Kempton Park, Surrey

Kempton Park, England formerly an expanded manor known as Kempton, Kenton and other forms, today refers to the land owned by (estate in property of) the Jockey Club: Kempton Park nature reserve and Kempton Park Racecourse in the Spelthorne district of Surrey. Today's landholding was the heart of, throughout the Medieval period, a private parkland – and its location along with its being a royal manor rather than ecclesiastic, or high-nobility manor led to some occasional residence by Henry III and three centuries later hunting among a much larger chase by Henry VIII and his short-reigned son, Edward VI. Kempton appears on the Middlesex Domesday Map as Chenetone a soon-after variant of which was Chennestone (the "k" sound rendered with "ch" and n's proceeded with an "e" due to the early Middle English orthography used by those scribes) later written, alongside data proving a period of regal use, as Kenyngton.

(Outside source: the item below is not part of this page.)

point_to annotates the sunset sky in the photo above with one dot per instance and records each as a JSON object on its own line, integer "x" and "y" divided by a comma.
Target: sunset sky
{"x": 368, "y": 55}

The period of the last's writing was a source of ambiguity as it coincided with common forms of writing Kennington in Surrey. A wooded demesne at heart — the first Kempton Park was inclosed by royal licence in 1246. Its farmed-out outland smallholdings were for much of its history a considerably smaller manor than that of Sunbury, in which parish the whole estate is. Most of the ward of Sunbury East was in medieval times part of Kempton, as was the land of the Stain Hill Reservoirs and Kempton Park Reservoirs. No trace can be found of the chief tenant enjoying more than permissive, informal rights such as his tenants sharing in pasture on the common in the north of the parish of Sunbury, in which parish the manor lay.